Memoirs of a Geisha – Arthur Golden

Rating: 4 stars

If it weren’t obvious from the title, this is fiction and not an actual story. Or is it? I read a bit on Wikipedia and the back of the book to find out the truth (doing more than that is asking a lot from me), and it’s a complicated answer.

A page after the conclusion lists a number of people who were involved with writing the book, including quite a few geisha. Apparently the story was so close to reality that the primary geisha got death threats for revealing things she should never have. So I guess some of it is true? Anyway, she wrote her own book which is entirely non-fiction and are actual memoirs, so, uh, I dunno? Anyway, the book follows the formula life never does, the three-act structure. So I originally thought there was almost nothing true. 

Onto the story. It’s mostly the story of how a girl becomes a geisha and the difficulties in her life. It effectively is benign (as benign as such a thing can do) human and sex trafficking. I can envision someone defending the practice and saying something like ‘but look at how empowered and elegant the women are’, but the protagonist and her sister are literally sold into slavery. Not only that, but her sister is sold off to be a prostitute! And then the protagonist’s mizuage, her virginity, at the age of fifteen, is not only examined to check if her hymen is intact. This is after a rich aristocrat sexually assaults her. I fail to see anything redemptive in a system that not only allows that but encourages it. On top of that, the entire system (from the top the bottom of the geisha society from the okiya that house them, the teahouses where they ‘entertain’ men and the geisha communities are financially dependent on exploitation, so they encourage it. The society does allow some independence or free choice much later in the woman’s life, but it depends.

Okay, onto the plot. It’s interesting and good, at least when I was reading a chapter a day. When I started reading more, I found myself a bit bored, but I think that’s more about my taste than the quality of the writing.

I guess this is where I should talk about characters, but I didn’t find them particularly interesting (and hey, you can say that’s because it’s based on a ‘true story’, but the book manages to make fiction of some other things, almost undoubtedly).
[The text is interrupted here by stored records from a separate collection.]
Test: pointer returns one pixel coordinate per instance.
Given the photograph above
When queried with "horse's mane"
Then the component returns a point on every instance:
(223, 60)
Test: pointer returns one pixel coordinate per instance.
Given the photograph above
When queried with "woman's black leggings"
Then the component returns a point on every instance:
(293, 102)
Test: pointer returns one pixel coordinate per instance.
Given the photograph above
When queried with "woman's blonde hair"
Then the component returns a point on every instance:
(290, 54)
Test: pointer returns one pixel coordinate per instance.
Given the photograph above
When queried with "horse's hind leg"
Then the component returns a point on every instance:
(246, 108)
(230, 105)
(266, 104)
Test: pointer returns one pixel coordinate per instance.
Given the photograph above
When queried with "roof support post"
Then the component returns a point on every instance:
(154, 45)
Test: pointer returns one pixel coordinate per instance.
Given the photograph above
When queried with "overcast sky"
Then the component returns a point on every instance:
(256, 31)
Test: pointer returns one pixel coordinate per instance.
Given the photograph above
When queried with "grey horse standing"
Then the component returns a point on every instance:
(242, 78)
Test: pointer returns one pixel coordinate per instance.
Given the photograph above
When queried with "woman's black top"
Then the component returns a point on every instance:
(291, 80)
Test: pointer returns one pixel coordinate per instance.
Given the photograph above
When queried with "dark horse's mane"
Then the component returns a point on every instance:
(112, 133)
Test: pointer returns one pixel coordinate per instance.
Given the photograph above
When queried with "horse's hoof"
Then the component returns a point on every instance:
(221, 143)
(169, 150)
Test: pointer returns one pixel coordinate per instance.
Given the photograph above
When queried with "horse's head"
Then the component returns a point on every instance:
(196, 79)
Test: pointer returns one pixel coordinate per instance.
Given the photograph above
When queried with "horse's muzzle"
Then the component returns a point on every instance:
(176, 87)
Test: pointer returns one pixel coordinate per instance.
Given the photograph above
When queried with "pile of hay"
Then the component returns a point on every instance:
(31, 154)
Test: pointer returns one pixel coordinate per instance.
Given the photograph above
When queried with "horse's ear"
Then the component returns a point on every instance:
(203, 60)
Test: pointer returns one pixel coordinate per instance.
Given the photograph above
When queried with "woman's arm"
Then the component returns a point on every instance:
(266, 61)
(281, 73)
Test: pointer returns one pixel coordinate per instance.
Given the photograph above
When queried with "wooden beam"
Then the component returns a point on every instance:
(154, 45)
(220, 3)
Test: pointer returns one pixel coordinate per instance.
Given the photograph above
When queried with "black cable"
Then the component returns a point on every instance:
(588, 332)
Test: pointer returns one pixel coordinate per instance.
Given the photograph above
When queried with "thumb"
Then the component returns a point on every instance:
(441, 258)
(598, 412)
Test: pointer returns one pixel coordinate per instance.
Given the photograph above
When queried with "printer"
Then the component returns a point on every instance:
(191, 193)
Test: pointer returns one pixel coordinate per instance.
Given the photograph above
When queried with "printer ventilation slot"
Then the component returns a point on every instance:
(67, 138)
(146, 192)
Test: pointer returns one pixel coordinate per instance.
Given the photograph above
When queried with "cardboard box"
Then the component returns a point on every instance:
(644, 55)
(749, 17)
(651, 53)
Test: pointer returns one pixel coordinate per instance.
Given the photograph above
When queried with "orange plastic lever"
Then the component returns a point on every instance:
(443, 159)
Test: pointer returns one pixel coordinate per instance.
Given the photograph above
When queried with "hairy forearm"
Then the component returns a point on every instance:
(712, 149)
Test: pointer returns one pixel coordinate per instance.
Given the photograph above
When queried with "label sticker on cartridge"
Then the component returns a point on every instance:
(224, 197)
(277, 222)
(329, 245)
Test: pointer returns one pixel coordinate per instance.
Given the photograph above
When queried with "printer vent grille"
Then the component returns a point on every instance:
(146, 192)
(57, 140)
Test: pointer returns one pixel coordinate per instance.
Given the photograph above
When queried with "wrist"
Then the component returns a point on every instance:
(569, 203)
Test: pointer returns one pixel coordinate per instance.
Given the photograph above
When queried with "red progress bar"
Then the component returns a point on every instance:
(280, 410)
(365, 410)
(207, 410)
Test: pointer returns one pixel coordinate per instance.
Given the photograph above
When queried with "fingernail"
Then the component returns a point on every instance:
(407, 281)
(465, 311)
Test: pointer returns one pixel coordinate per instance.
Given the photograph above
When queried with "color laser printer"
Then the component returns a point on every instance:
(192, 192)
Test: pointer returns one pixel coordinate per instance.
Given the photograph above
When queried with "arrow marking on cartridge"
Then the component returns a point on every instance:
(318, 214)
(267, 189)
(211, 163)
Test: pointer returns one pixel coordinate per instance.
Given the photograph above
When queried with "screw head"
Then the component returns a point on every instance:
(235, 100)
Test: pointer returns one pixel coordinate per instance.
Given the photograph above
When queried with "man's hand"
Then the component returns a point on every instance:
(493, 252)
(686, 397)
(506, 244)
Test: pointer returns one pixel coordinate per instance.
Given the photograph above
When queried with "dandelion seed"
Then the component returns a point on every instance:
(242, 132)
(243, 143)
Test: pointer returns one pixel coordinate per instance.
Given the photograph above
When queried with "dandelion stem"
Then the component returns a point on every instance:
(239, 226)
There were a couple of times where the supposedly good characters did what was bad or selfish things as seen from another perspective, but that didn’t make anyone seem complex. It just made me not like them.

Overall, the plot didn’t really seem particularly unique since it was treading the ground of the ‘it’s fiction but is it?’ thing, which doesn’t let you necessarily make a profound message, and that’s most of the 4 stars. It’s a good story but not one that would ever garner a second read from me. Also, the last chapter and the epilogue (okay, the last two chapters, but that’s really what they are) are too positive for my taste. One good thing is that the book, minus the last chapter, ends right at the resolution of the climax.